Ever heard of a woman of your grandma’s age who has never stepped out of her village, is illiterate but is a solar engineer? If you think it is the premise of a new Bollywood flick Akshay Kumar is working on, you are mistaken. But the superstar might be inclined to make a film on the real-life Solar Mamas who live in Tilonia, Rajasthan.
Who created Solar Mamas? Padma Shri Sanjit Bunker Roy, social designer, educator and founder of the Barefoot College, the keynote speaker at Association of Designers of India’s 12th Pune Design Festival held over February 16-17 in the city. Here, Roy tells us more about his work and journey:
JOURNEY TO TILONIA
“My abiding compassion for the people of rural India drew me to this beautiful place,” he says. Roy set up the Barefoot College in Tilonia in 1970 to give an opportunity to the illiterate people to be self reliant and employed. Initially, he faced a lot of backlash from his family who did not understand why he did not want to stay in the city or move abroad for an amazing career. But he had a different plan, a plan for creating opportunities for the rural people.
Roy says, “Barefoot College trains rural women in solar engineering and in turn these women help in bringing electricity to their villages.” The most important task is to generate employment among the rural women. He explains that the model which the college follows is a ‘Gandhian Bottom-Up Model’, which means that there should be a rural solution to a rural problem.
He proudly mentions that the institute has its footprint in 19 countries and have produced 1,000 female solar engineers, most commonly known as the Solar Mamas from 83 countries.
ILLITERATE YET SKILLFUL
In the village, he saw that most of the people had skill which was not utilised. “People in rural India have a particular skill set that is not recognised,” says Roy, further mentioning that these people are looked down upon by those living in urban areas.
“Never call them uneducated just because they cannot read or write,” he says.

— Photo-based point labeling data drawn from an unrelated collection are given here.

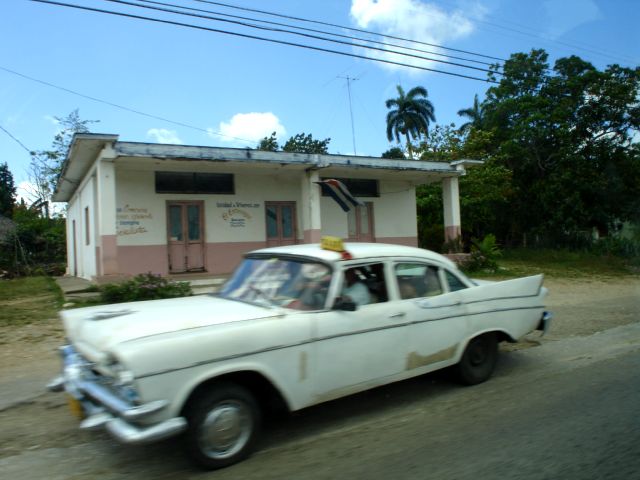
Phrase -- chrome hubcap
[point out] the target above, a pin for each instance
(226, 429)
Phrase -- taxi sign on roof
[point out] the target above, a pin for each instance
(332, 243)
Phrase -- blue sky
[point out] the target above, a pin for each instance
(233, 91)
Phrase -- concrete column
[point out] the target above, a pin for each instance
(310, 203)
(106, 186)
(451, 204)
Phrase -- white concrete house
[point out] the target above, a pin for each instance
(170, 209)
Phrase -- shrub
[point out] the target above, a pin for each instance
(484, 255)
(146, 286)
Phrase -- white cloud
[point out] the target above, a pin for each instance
(414, 20)
(250, 127)
(562, 17)
(162, 135)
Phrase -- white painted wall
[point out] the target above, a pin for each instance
(141, 214)
(85, 252)
(394, 212)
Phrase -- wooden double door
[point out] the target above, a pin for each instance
(185, 236)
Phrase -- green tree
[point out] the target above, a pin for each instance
(269, 144)
(46, 165)
(409, 115)
(442, 144)
(567, 137)
(302, 143)
(7, 191)
(474, 115)
(394, 153)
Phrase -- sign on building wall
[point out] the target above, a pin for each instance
(132, 220)
(238, 214)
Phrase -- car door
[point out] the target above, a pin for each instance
(437, 316)
(358, 349)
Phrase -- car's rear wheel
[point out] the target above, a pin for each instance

In fact, people in rural areas, unlike the educated ones, have the ability to learn and unlearn.
MEN VS WOMEN
Roy says that when he decided to set up Barefoot College he realised that the village women who were slightly reluctant to join the college due to prior inhibitions were the ones who were able to learn and apply the things taught to them in their daily lives.
“Women, as a matter of fact, learnt to set up solar panels not by learning the technical aspect of it but by merely remembering the colours of the wires used in the circuit,” he says, which is also a fact not many people believe.
He further adds that the men, though good at picking up these skills, many a time, wanted to the leave the village in search of a better life and job, but the women always stayed back because of which they made a sustainable life possible in the villages.
He strongly believes that when a woman is educated, she takes it back to her family and her community.
DEVELOPMENT AND URBANISATION
“Development is all about sustainability and making people self reliant,” says Roy. But the idea of development that we are fed is having more urban cities.
“Urban cities are developing at the cost of villages,” he points out, adding that resources are being abused and nothing fruitful comes out of it.
“When it comes to development of villages, we only think of agriculture,” he says further mentioning that the government needs to understand that there is more to rural areas than just agriculture.
Roy says, “The format of formal education needs to change too.” He believes that students need to be taught things which can help them sustain in a practical world. “Formal education in India is all about books and theory but absolutely no application of this theory,” he says because of which we are not a skillful lot.
The urban youth is interested in acquiring higher education as a ticket to their dream job and that too not even in India, he believes which will definitely not add to any kind of development even if Indians make big bucks.